Is 40,1-5.9-11; Sal 103; Tit 2,11-14;3,4-7; Lc 3,15-16.21-22

 

Con esta celebración terminamos el tiempo litúrgico de la Navidad. Los tres Evangelios sinópticos comienzan la vida pública de Jesúscon su bautismo administrado por Juan el Bautista. No podemos reflexionar en el Bautismo de Cristo, sin pensar en nuestro propio bautismo, pues son idénticos los elementos que lo constituyen: el cielo abierto, el don del Espíritu Santo, la filiación divina y la llamada al compromiso misionero. Está claro que el bautismo de Jesús es una revelación Cristológica, una manifestación de su divinidad.

La apertura del cielo sirve de introducción a todo el resto del Evangelio: el cielo abierto simboliza la llegada del perdón de los pecados. El gran misterio radica en que Cristo, verdadero Dios y verdadero hombre, ungido con el Espíritu Santo y presentado por el Padre, abre el camino para que los seres humanos caídos se incorporen a Cristo por el bautismo y reciban de igual forma el Espíritu, y sean adoptados como hijos de Dios (Cirilo de Alejandría). Así también para nosotros se ha abierto el cielo en nuestro bautismo. Desde este momento, el Espíritu acompañará siempre a Jesús en su ministerio público, pues el Espíritu es siempre el Espíritu de Jesús (Gregorio Nacianceno). En cuanto “Ungido”, Jesús se halla en las aguas del Jordán tanto en solidaridad con nosotros como en sustitución nuestra (Cipriano). Al entrar en el Jordán en nuestro nombre, Jesús santifica el agua de nuestro bautismo (Máximo de Turín). La aparición del Espíritu Santo en forma de paloma evoca a Noé, donde vemos a la Iglesia, para quien la paloma es un símbolo de la paz, y señalando a Cristo, cuya Iglesia es su cuerpo. La manifestación de que Jesús es el Hijo muy amado de Dios constituye lo esencial de su bautismo, y muestra la unidad existente entre el Padre y el Hijo (Ambrosio). La predilección del Padre, se trata de la aprobación que recibe Jesús como el que estará completamente identificado con la voluntad del Padre. Así la manifestación de Dios en este momento es ratificación y declaración de todo su apoyo y respaldo a la misión del Hijo. Jesús enfocará, toda su vida, su acción y sus esfuerzos a mantener viva y operante esta confirmación del Padre.

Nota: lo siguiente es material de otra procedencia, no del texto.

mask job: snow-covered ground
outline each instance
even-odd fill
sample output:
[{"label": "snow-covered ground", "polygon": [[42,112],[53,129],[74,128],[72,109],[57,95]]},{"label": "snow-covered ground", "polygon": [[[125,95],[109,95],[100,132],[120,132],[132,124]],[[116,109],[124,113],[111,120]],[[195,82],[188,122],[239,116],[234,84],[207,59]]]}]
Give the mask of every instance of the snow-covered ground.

Hoy renovemos nuestro compromiso bautismal, para asumir que también Dios se nos manifiesta y nos confirma como a sus hijos muy amados. En nuestra vida cotidiana: ¿Se mantiene viva y operante esa confirmación divina? Tratemos de vivir los elementos de nuestro bautismo: la presencia del Espíritu Santola identidad de hijos de Dios, la misión evangelizadora, el cielo abierto, como lo dice San Lucas de Jesús, mientras oraba. A Lucas le parece importante subrayar la actitud orante de Cristo, su estar en oración, su diálogo filial con el Dios vivo. En efecto a partir de esta actitud de comunión, y de diálogo es como se abre el cielo y Dios hace oír su voz, es como Jesús cumple su misión.  La oración de Jesús, nos motiva para ser evangelizadores que oran y que trabajan, con un fuerte compromiso social y misionero, con una espiritualidad que transforme el corazón. Siempre hace falta cultivar un espacio interior que otorgue sentido cristiano al compromiso y a la actividad (EG 262).

Que por la maternal intercesión de santa María Virgen, Dios nos conceda a sus hijos de adopción, renacidos del agua y del Espíritu Santo, nos conservemos siempre dignos de su complacencia.